Fairphone recently launched its own brand of wireless headphones, which contain recycled plastic, Fairtrade gold in the supply chain, and longer battery life compared to competing products. We know that the company is also working on releasing its own-brand modular, repairable in-ear headphones.
Eva Gouwens, CEO of Fairphone, commented on the investment in a statement: “Fairphone has transformed in recent years from a social movement to an impactful, mission-driven company. Thanks to all the shareholders who have supported us over the years. With a growing number of targeted investors, we will continue to raise awareness of fairer electronics and accelerate the growth and impact of our business.”
We’ve asked Fairphone for the latest sales numbers and will update this report with any response.
Update: Fairphone CFO Noud Tillemans said the company sold about 120,000 devices last year, up from 88,000 in 2021 and 23,000 in 2018.
“That’s more equity than we’ve ever raised in total,” he confirmed. “The 49 million euros is pure capital. Part will be used to pay off existing loans. I can only report that most of it is used for growth. Some of the early shareholders who invested 5 or 10 years ago were eager to get out.”

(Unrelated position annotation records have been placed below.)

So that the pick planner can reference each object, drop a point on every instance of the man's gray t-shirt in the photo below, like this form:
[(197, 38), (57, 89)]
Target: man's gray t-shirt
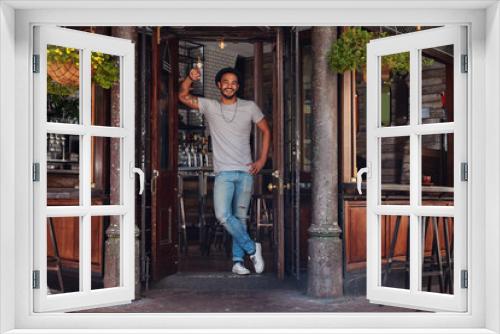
[(230, 128)]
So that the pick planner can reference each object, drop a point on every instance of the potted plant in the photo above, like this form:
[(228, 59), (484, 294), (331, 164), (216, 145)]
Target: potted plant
[(63, 69), (348, 53)]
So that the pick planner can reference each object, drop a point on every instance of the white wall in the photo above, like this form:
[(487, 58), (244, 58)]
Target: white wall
[(7, 175), (492, 149)]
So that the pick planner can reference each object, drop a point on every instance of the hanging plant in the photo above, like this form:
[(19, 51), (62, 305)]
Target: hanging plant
[(348, 53), (63, 69)]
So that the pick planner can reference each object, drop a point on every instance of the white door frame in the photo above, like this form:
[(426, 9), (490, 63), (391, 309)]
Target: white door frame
[(485, 51), (85, 210), (414, 296)]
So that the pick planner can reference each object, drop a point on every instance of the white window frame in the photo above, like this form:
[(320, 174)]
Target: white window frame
[(414, 43), (86, 43), (16, 20)]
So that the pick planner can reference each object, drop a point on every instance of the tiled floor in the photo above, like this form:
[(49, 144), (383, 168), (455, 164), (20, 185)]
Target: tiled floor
[(205, 284)]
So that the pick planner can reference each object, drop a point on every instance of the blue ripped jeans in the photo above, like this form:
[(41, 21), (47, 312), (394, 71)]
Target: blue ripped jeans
[(232, 194)]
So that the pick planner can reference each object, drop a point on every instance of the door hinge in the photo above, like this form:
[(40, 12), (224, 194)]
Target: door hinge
[(36, 172), (465, 63), (36, 63), (464, 281), (464, 169), (36, 279)]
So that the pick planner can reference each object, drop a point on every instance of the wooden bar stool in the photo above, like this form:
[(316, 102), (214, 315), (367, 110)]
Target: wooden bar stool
[(261, 216), (181, 213), (434, 265), (54, 261), (390, 258)]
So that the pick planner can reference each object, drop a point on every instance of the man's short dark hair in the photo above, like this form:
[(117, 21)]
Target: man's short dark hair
[(218, 76)]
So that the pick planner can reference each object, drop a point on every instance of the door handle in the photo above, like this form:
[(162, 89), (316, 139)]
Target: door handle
[(359, 177), (135, 170), (271, 186), (153, 180)]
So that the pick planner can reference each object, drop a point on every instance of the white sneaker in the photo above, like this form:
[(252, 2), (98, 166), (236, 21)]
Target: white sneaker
[(257, 259), (240, 269)]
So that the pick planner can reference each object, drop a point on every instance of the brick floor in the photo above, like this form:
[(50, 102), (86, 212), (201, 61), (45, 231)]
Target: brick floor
[(224, 292)]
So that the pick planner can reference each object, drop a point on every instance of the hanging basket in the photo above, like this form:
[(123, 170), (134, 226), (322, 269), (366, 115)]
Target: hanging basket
[(67, 74), (385, 75)]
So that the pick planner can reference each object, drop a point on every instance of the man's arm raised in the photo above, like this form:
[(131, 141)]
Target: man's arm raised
[(184, 90)]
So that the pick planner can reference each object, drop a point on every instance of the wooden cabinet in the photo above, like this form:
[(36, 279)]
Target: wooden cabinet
[(67, 235), (355, 234)]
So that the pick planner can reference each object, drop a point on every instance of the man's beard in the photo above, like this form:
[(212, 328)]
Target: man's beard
[(228, 96)]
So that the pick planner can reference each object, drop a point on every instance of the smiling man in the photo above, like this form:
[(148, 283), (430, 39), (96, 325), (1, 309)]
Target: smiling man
[(230, 121)]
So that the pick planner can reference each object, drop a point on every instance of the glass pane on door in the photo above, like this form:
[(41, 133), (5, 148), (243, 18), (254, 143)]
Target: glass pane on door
[(106, 239), (63, 170), (395, 251), (63, 255), (437, 66), (106, 175), (63, 84), (395, 170), (437, 169), (395, 88), (105, 74), (437, 257)]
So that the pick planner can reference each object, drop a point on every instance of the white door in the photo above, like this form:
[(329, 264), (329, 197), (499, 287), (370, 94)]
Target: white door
[(83, 169), (417, 170)]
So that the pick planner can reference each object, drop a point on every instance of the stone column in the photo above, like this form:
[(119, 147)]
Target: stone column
[(325, 245), (112, 244)]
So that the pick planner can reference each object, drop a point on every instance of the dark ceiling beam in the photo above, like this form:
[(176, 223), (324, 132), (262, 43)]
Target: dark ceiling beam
[(230, 34)]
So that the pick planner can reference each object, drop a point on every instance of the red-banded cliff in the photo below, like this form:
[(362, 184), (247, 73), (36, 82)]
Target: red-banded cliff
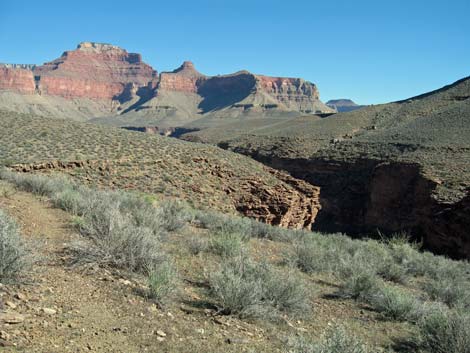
[(17, 78), (97, 71), (124, 85)]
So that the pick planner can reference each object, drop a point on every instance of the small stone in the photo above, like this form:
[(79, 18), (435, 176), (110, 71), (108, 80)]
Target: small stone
[(10, 304), (49, 311), (4, 336), (161, 333), (6, 344), (11, 318), (20, 296), (153, 308), (237, 340), (125, 282)]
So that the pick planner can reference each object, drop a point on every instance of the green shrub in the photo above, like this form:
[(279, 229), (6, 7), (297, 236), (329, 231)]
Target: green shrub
[(248, 289), (226, 244), (396, 304), (361, 283), (197, 245), (173, 215), (14, 256), (334, 340), (114, 240), (162, 281), (452, 291), (70, 201), (36, 184), (444, 331)]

“We are delighted to support Fairphone’s growth ambitions as a true circular beacon within the electronics industry,” added Elisabeth Storm de Grave, director of Fairphone’s new investor Invest-NL, in another statement of support. “Fairphone is setting new standards for the entire industry with its unparalleled approach to developing ethical products with respect for people and the environment. Together, we are revolutionizing a short-term mindset the world can no longer afford and creating a sustainable future that works for everyone involved.’”
While Hanna Zwietering of ABN AMRO’s Sustainable Impact Fund pointed to a “growing trend towards conscious consumer behavior” and praised Fairphone as a “leader in the sustainable electronics industry”, she said the company has “proven it can make progress in the field of high-quality, modular and honest products.” Smartphones in the Most Competitive Markets”.

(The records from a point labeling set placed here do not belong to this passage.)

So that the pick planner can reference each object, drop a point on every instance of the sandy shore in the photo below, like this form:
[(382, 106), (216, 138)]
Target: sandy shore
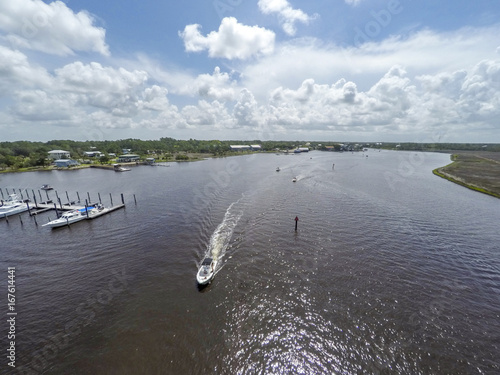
[(478, 171)]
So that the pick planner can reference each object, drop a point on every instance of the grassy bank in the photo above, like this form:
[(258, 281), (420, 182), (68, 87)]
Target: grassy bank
[(479, 171)]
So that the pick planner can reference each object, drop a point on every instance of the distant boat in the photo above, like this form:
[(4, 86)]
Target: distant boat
[(119, 168), (70, 217), (206, 271), (12, 206)]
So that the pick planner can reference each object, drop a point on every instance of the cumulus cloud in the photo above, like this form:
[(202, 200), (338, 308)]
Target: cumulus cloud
[(217, 86), (16, 70), (303, 89), (287, 15), (233, 40), (51, 28)]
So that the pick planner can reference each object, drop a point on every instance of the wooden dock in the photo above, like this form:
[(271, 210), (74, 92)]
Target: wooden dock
[(37, 206)]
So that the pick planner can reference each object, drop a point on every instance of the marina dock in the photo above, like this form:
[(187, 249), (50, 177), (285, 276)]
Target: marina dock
[(36, 206)]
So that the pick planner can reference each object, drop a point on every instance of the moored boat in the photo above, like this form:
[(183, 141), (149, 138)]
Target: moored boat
[(206, 271), (12, 206), (119, 168), (70, 217)]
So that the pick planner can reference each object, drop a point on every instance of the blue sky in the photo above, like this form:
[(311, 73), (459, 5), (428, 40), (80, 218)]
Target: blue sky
[(329, 70)]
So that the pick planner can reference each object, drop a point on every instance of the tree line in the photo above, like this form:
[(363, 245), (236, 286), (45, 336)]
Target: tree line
[(26, 154)]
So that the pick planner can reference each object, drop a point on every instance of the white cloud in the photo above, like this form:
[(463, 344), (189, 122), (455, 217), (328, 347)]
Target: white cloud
[(217, 86), (393, 89), (51, 28), (233, 40), (353, 2), (16, 70), (287, 15)]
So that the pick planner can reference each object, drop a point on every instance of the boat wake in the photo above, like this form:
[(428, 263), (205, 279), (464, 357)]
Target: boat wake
[(221, 237)]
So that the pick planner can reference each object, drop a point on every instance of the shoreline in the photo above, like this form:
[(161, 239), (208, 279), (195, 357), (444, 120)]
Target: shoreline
[(476, 171)]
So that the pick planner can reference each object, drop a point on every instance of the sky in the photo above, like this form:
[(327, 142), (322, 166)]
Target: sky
[(324, 70)]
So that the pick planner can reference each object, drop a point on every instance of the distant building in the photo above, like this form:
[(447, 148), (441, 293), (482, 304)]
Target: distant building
[(128, 158), (59, 154), (65, 163), (93, 154)]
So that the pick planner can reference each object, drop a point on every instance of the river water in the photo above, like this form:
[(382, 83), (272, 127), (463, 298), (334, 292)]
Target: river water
[(391, 270)]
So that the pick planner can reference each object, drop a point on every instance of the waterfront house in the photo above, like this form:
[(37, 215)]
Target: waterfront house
[(128, 158), (65, 163), (59, 154)]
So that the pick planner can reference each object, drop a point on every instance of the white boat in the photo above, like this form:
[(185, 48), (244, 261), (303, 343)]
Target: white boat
[(206, 271), (70, 217), (119, 168), (12, 206)]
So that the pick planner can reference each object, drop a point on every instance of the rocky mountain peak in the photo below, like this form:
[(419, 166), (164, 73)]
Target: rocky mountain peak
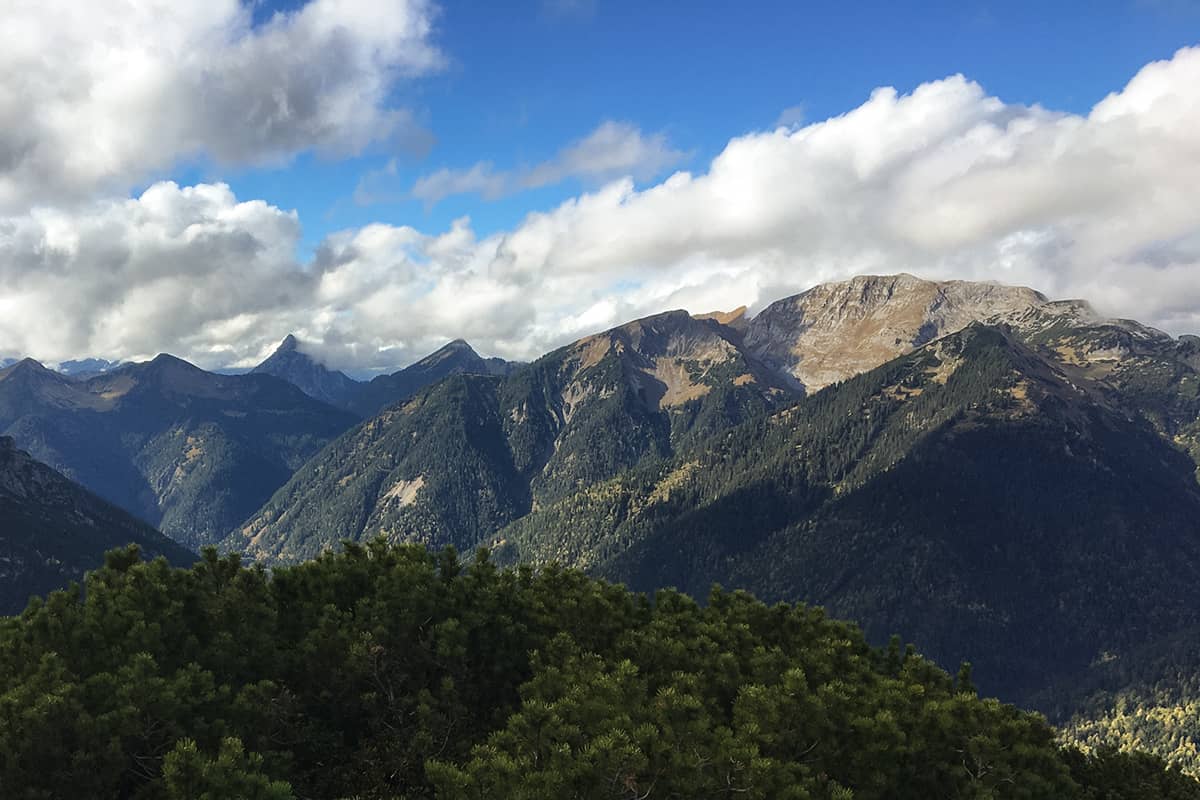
[(838, 330)]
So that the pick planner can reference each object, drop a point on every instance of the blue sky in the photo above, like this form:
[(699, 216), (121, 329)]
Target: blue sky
[(379, 176), (527, 77)]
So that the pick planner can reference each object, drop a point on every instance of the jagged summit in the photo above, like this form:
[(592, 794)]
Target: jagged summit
[(313, 378), (838, 330)]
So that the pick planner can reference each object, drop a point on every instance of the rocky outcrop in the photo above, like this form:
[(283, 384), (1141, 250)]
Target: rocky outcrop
[(299, 368), (837, 330)]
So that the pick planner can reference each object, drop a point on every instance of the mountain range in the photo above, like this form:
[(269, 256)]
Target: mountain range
[(1003, 477)]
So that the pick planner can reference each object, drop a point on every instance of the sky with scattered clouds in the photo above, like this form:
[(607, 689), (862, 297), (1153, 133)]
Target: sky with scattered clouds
[(379, 176)]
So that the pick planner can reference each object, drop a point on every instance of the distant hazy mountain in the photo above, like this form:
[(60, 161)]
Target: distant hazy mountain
[(453, 359), (837, 330), (473, 452), (189, 451), (53, 530), (87, 367), (305, 372), (970, 489), (973, 495)]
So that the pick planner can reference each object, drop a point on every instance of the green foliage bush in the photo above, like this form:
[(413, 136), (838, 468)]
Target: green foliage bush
[(394, 672)]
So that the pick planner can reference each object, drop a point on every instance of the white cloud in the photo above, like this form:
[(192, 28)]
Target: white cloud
[(99, 95), (945, 181), (612, 150), (790, 118)]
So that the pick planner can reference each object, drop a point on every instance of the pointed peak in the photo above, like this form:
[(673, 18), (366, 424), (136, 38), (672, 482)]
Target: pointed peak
[(726, 317), (455, 346), (166, 360)]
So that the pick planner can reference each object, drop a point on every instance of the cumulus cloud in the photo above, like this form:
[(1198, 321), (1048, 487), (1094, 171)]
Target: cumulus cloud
[(102, 94), (943, 181), (612, 150)]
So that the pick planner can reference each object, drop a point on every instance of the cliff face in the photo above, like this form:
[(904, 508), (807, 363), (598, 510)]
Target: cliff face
[(839, 330)]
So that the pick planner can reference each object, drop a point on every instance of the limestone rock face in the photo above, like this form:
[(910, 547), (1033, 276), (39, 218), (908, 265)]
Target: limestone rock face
[(837, 330)]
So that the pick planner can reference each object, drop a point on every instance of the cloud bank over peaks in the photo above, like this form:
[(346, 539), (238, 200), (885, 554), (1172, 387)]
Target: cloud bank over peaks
[(943, 181), (100, 95)]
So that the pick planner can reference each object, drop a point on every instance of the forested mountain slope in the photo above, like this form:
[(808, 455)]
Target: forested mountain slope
[(190, 451), (52, 530), (973, 495), (467, 456), (393, 672)]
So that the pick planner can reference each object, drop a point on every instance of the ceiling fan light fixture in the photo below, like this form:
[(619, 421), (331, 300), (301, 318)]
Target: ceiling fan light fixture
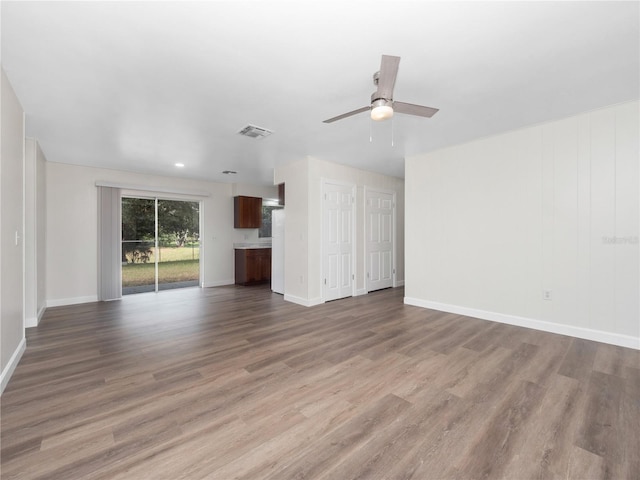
[(381, 109)]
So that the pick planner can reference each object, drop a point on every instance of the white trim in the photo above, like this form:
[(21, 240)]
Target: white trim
[(147, 188), (61, 302), (354, 233), (30, 322), (218, 283), (12, 364), (562, 329), (303, 301)]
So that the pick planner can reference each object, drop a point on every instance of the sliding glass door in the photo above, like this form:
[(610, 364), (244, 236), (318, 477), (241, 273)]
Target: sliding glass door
[(160, 244)]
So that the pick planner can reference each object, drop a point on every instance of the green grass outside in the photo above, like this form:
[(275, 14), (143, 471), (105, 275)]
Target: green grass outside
[(137, 274)]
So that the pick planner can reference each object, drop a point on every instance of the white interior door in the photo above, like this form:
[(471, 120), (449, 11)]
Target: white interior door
[(338, 215), (379, 215)]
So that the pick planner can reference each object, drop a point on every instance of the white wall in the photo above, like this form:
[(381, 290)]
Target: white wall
[(493, 223), (41, 232), (72, 228), (34, 232), (250, 235), (303, 226), (12, 339)]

In a third statement of support, Josep Segarra, Senior Investment Manager at Quadia, added: “We are delighted to continue to support Fairphone through this significant investment, along with new co-investors aligned with their mission. Fairphone fits perfectly with our vision of the sustainable electronics industry, where we already support companies in the refurbished smartphone and home appliance segments. We look forward to further enhancing the company’s uniqueness and aim to accelerate Fairphone’s growth, create value for all stakeholders and ensure its long-term mission.”
Source: La Neta Neta
Jason Jack is an experienced technology journalist and author at The Nation View. With a background in computer science and engineering, he has a deep understanding of the latest technology trends and developments. He writes about a wide range of technology topics, including artificial intelligence, machine learning, software development, and cybersecurity.